Ogni aereo ha una parte della coda che è provvista di un tail bumper, cioè una specie di scatoletta che indica al pilota che c'è stato contatto tra la coda e la pista. Infatti un pilota, soprattutto di un aereo di grandi dimensioni, può anche non accorgersi immediatamente che durante le manovre a muso alto in prossimità della pista ha toccato la pista stessa con la coda. Quando il dispositivo rileva una pressione (dovuta al colpo subito) indica con una linguetta che si dispone in posizione verticale (e molto spesso con un avviso ottico in cockpit) che c'è necessità di effettuare un'ispezione accurata sull'aereo da parte del personale di manutenzione.

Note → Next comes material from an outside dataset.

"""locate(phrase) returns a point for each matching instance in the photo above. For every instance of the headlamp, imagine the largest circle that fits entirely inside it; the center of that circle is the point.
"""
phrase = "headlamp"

Le probabilità di contatto aumentano con la lunghezza dell'aereo, ovvero più lungo è l'aereo più lenta dovrà essere la manovra di rotazione al decollo. Poi ci sono altri fattori, quali la densità dell'aria, il vento (windshear), l'efficienza dei comandi di volo.

Se avete fatto caso, gli aerei hanno in generale il "sedere alto". Non è ovviamente un giudizio “estetico”, ma la semplice constatazione del disegno strutturale della fusoliera, che nella sua estremità posteriore si innalza proprio per evitare il tail strike.

Ma quali possono essere gli effetti in volo di un contatto della coda con la pista? Come ogni cosa che subisce un urto, anche l'aereo può subire danni strutturali. Tra l'altro, in quasi tutti gli aerei di linea, la coda è il tallone d'Achille poiché è da lì che passano tutti gli impianti, è lì che ci sono le superfici che governano la cabrata e la picchiata, è lì che è situato il motore ausiliario che non fornisce spinta, ma solo alimentazione elettrica e pneumatica (APU). Quindi, la coda è di importanza vitale.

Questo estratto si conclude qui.